Here's a picture from the point of view of the moving observer: M = middle point. O = observer's location. * = light signals from strikes. Lightning strikes B: --------A------------O-------M----------------*B A little later, lightning strikes A: ------A*------------O-----M-----------*------B The light signals continue to travel: ----A------*--------O---M-------*----------B And a little later, O approaches M: --A------------*----O-M---*--------------B Just as O reaches M, the light signals are received by O. A------------------*O*------------------B
I'm addressing Mac and his explanation of the experimental setup using polarised light. It seems Mac is the only one who is able to understand his own posts.
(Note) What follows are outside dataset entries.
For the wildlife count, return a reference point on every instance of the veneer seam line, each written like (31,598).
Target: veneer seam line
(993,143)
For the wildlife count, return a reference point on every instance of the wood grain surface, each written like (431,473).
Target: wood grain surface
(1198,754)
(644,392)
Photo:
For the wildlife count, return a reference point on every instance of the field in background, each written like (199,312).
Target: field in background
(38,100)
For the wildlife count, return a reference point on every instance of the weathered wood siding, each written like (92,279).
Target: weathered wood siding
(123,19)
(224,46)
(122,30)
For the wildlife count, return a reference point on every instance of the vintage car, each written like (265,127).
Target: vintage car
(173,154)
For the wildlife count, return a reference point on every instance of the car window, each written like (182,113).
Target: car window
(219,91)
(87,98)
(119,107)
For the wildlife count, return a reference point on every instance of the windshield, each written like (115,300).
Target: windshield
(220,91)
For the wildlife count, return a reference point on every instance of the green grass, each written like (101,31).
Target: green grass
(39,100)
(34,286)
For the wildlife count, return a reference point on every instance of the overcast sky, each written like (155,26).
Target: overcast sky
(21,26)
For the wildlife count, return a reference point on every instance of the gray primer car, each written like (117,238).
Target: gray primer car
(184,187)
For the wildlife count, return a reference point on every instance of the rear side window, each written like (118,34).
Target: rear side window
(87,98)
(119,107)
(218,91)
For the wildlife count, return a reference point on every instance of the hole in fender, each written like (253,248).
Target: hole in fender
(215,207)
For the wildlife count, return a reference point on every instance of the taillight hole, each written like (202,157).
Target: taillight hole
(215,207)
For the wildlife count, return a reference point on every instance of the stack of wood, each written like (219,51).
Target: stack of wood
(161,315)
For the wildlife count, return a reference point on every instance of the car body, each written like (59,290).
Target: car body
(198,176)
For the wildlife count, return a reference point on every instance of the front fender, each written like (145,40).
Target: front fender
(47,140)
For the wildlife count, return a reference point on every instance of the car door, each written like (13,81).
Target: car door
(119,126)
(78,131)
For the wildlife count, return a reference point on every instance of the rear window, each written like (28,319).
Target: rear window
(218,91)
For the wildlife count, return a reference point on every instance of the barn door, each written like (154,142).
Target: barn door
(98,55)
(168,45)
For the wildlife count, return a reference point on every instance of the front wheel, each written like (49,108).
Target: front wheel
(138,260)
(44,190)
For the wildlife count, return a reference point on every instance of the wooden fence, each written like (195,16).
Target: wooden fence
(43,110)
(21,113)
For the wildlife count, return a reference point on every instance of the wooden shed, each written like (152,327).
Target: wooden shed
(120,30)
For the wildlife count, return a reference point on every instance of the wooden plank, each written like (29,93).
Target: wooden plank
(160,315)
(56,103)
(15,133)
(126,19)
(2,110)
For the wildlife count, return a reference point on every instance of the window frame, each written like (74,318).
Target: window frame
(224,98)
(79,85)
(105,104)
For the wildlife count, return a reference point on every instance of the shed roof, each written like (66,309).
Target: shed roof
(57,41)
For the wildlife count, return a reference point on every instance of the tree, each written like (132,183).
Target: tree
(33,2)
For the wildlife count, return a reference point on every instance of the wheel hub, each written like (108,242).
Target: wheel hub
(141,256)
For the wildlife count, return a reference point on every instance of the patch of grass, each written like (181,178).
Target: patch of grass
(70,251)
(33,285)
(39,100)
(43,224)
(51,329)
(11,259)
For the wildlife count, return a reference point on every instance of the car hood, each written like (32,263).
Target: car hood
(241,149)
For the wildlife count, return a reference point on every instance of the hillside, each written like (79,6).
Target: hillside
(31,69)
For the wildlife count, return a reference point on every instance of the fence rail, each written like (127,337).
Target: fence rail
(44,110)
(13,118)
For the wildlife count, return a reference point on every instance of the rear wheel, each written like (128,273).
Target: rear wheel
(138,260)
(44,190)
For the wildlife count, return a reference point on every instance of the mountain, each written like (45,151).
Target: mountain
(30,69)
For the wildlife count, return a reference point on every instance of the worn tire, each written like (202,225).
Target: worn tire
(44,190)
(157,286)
I Don't Think SO James R, Please bear with me. I am not trying to be difficult here but I don't think I agree with your statements. I'll give it some more thought but what you seem to be saying would be this: 1 - Assume for a moment that we were in a Binary star system and during a trip between the moon and earth, when earh just happed to be midway between the stars with the moon in alignment. 2 - Both stars have simultaneous flare events. 3 - That because we see both flare events at the same time just as we pass earth that we should assume one occurred before the other or that light took more than 8.5 minutes and the other less than 8.5 minutes to reach earth. 4 - That makes no sense what-so-ever. We have gone from a view of "It takes longer due to simultaneity induced by motion" to it takes the same amount of time but we should conclude, that it must have"? 5 - While light will appear invarient in its velocity once it has reached you I have never seen it said that the initial light wave front will reach you sooner or later as a function of your motion. I will try to figure out what it is you are trying to say here but in the meantime let me ask yo a direct question regarding my posts. Question: As B's clock is approaching 6.61 hours and I have been watching C's clock rate running 66.1% of mine. Is not from my view clock C accumulating time which is running behind my clock? And if so when my clock stops at 6.61 hours is not the accumulated time I see 4.37 hours? And finally since I don't see a constructive reply to ryans post let me ask you this. Question: Did you also have a problem understanding the polarized light presentation and where do you think it could have been made more clear? When I post here I assume I am talking with knowledgeable people that can connect the dots without an absolute description using a general description view. To me I would expect others to understand polarization of light, how it works and therefore how it is being used to relay information about time along the light beam without a full explanation about how light is being polarized. Even though there are different polarizations, any can be used to create a signal information transfer system such that details about it are irrelevant.
MacM, Did you try reading that chapter of Feynman's Lectures I posted? The failure of simultaneity is finally shown on page 8. - Warren
Not Yet chroot, Not yet. I have been very busy and will be for at least a couple more days but I do have it in Favorites and will read it. Thanks.
Re: Not Yet So you have time to argue and piss and moan on this website, but don't have enough to read a book that will actually teach you something? You've posted like 20 times since I gave you a copy of that chapter. Where are your priorities, Mac? Really? - Warren
OK chroot, Ok, I took a few minutes before I gotta go but now I want you to answer a simple question. Question: As B's clock is approaching 6.61 hours and I have been watching C's clock rate running 66.1% of mine. Is not from my view clock C accumulating time which is running behind my clock? And if so when my clock stops at 6.61 hours (which we all agree it does) is not the accumulated time I see 4.37 hours? Yes or No? Now qualify your answer please. Thank you.